Though the original recipe calls for beef frikadels, which are minced meat balls that is spiced, balled, crumb coated and deep fried- you can substitute with the recipe for tuna cutlets.
Twice cooked eggs
Twice cooked eggs
Boil eggs in water with a pinch of salt to make them peel easier. Once boiled, de-shell and prick all over each egg using a fork. Dry the eggs using kitchen towels and season with salt and turmeric. Finally, deep fry until crispy and blistered on the outside.
It is important you remove every drop of water off the eggs before deep frying because we all know water & hot oil does not have a happy ending.
Fried Ash plantains
Fried Ash Plantains
Peel ash plantains aka green bananas using a peeler and soak them in water to avoid discoloration. Dry with kitchen towels, cut into bite sized cubes, season with salt, turmeric and chili powder and deep fry till crisp and set aside. You could substitute this with cubed potatoes if you are not able to find ash plantains.
Blachan/ Chilli Paste
Sri Lankan Blachan/ Chili paste
I will share a recipe for a home-made chili paste soon, until then, feel free to use a chili paste off a bottle.

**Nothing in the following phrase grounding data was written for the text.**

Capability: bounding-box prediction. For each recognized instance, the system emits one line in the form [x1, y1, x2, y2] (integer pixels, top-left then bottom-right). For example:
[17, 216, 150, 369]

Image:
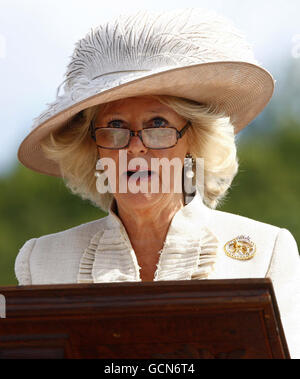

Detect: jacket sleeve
[266, 228, 300, 359]
[14, 238, 36, 285]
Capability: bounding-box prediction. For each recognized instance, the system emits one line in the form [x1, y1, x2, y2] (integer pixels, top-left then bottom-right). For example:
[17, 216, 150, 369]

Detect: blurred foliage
[222, 117, 300, 236]
[0, 116, 299, 286]
[0, 167, 106, 285]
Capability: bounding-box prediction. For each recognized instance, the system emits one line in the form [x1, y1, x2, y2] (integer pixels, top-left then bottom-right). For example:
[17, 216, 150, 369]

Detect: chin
[115, 191, 165, 208]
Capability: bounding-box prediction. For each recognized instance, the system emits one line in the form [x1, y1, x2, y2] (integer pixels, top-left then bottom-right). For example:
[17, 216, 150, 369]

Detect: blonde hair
[40, 95, 238, 211]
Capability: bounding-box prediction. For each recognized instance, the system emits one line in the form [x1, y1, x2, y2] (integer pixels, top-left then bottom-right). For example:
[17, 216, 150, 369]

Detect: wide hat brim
[18, 61, 275, 177]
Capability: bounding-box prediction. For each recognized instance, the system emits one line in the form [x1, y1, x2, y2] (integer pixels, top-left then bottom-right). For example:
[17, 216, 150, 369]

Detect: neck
[114, 193, 185, 255]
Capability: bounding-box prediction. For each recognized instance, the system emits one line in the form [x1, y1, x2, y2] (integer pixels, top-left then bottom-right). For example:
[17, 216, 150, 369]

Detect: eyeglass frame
[89, 118, 191, 150]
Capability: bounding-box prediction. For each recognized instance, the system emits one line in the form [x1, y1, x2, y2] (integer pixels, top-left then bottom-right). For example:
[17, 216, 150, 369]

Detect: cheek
[98, 148, 119, 162]
[178, 136, 189, 156]
[163, 142, 188, 162]
[97, 148, 120, 177]
[152, 146, 187, 179]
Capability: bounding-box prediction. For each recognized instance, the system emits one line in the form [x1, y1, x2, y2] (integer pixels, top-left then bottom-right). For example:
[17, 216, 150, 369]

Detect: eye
[108, 119, 125, 128]
[150, 117, 168, 128]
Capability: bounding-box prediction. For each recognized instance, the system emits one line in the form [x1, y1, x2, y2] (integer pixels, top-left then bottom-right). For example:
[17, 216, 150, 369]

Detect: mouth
[126, 170, 154, 178]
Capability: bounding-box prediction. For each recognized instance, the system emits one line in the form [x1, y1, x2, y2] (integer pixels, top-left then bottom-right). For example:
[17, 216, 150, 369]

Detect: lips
[126, 170, 153, 177]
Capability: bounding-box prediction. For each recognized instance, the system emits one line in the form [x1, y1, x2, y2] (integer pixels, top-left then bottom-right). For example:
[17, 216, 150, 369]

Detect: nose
[126, 131, 148, 155]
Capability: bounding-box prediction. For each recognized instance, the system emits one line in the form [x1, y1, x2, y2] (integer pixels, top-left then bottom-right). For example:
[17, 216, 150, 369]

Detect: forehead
[97, 96, 177, 119]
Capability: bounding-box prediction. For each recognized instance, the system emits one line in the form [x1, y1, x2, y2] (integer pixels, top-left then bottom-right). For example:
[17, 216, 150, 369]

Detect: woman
[15, 9, 299, 357]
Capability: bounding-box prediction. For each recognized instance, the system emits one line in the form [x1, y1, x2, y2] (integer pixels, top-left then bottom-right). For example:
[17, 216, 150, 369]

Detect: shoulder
[15, 215, 110, 285]
[207, 208, 299, 278]
[35, 216, 108, 246]
[211, 208, 299, 259]
[211, 209, 298, 254]
[209, 207, 282, 249]
[211, 208, 280, 234]
[28, 216, 109, 255]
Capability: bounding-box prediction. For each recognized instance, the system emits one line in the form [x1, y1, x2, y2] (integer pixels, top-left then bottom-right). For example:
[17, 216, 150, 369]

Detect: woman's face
[94, 96, 189, 209]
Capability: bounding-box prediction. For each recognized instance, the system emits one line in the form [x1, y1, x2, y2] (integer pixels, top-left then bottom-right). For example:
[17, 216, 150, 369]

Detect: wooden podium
[0, 279, 290, 359]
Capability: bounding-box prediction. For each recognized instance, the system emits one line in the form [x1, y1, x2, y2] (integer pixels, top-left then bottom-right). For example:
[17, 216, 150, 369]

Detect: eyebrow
[102, 108, 172, 118]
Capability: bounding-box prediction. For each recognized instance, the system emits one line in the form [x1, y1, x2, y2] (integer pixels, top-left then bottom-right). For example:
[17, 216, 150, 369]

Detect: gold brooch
[224, 235, 256, 261]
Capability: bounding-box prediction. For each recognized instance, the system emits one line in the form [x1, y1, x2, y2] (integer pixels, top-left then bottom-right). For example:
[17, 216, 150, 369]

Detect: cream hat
[18, 8, 275, 177]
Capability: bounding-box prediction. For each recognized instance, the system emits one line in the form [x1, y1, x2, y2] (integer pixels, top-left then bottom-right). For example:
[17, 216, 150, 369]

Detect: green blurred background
[1, 43, 300, 287]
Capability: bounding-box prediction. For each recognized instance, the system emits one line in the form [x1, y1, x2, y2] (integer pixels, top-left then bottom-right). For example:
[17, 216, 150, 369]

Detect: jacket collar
[106, 189, 213, 233]
[77, 190, 219, 283]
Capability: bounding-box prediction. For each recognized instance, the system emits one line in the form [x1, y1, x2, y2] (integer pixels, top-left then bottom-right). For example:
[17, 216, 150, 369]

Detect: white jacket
[15, 191, 300, 358]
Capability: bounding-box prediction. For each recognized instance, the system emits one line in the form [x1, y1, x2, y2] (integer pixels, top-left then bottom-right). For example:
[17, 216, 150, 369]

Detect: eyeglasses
[90, 119, 191, 150]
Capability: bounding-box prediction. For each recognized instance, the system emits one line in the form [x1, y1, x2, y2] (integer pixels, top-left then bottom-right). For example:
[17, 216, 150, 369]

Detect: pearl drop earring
[183, 153, 196, 205]
[184, 153, 195, 179]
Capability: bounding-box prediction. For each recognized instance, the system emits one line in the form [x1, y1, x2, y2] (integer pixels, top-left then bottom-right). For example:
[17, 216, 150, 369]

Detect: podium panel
[0, 279, 290, 359]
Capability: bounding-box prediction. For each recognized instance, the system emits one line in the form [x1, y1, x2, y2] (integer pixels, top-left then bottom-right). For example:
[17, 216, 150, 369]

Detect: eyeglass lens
[95, 128, 177, 148]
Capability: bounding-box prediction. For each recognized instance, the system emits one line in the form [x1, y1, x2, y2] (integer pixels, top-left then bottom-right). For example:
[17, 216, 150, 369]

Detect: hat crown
[64, 8, 257, 92]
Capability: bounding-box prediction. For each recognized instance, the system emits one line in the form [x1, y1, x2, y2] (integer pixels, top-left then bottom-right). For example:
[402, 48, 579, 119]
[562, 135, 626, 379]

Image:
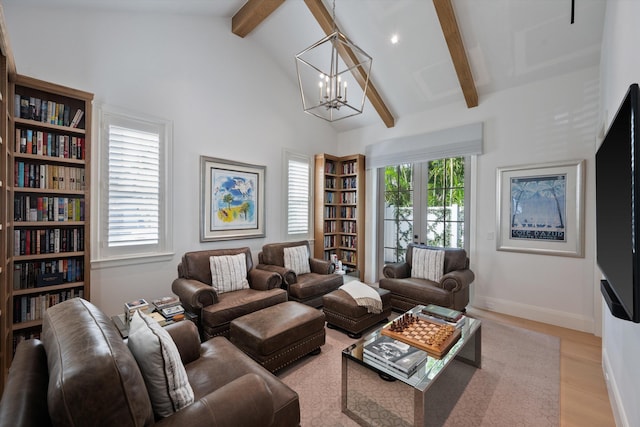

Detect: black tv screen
[596, 83, 640, 323]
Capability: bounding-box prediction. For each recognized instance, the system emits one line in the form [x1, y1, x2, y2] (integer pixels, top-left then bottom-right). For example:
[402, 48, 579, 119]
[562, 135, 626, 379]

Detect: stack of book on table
[420, 304, 466, 328]
[363, 335, 427, 378]
[124, 298, 149, 323]
[151, 296, 185, 320]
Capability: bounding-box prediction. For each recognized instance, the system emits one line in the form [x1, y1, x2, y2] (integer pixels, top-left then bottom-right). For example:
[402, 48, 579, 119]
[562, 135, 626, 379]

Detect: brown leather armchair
[379, 244, 474, 312]
[0, 298, 300, 427]
[172, 247, 287, 340]
[257, 241, 343, 307]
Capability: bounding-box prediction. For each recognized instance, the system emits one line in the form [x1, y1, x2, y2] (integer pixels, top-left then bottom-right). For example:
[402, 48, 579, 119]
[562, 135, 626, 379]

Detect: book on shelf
[363, 335, 427, 377]
[69, 109, 84, 128]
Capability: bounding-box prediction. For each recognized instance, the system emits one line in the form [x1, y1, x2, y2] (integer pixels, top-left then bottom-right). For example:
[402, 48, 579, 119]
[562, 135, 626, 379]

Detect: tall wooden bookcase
[0, 11, 10, 394]
[1, 74, 92, 388]
[314, 153, 365, 280]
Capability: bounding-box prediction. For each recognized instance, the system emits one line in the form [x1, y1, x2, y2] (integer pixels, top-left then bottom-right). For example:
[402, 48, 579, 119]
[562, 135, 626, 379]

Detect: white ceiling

Assembling and baking the lamprais:
- Cut, clean, wash and dry one big banana leaf per each packet of lamprais. Heat the banana leaf over a low open flame to make the leaves pliable as well as to bring out the aroma of the leaves. Take care not to burn the leaves.
- Place the banana leaf on a flat surface and place one cup of rice at the center followed by a serving of the rest of the side dishes. Always place two or more frikkadels/ cutlets per pack.
- Fold in the edges of the banana leaf to make parcels and secure the edges with wooden skewers. If the banana leaves are not sturdy enough, you could double wrap the them with aluminium foil to secure. Bake at 160°C for about 10 mins and serve hot.
Photo Credits: Niroshanan B.
- Make the lamprais parcels small in size. For one – it is a very rich meal and a small serving goes a long way. Secondly – over stuffing the packet would cause the banana leaves to tear off easily.
- I would highly encourage lamprais to be made together as a family or in my case withe friends who became family. It makes the whole process so much more fun, enjoyable and easy.
- If you are making the effort to whip up some delicious lamprais, it makes more sense to make a few extras as these freeze brilliantly. Just thaw them for an hour and steam or wrap in foil and pop back into the oven and they are as good as fresh!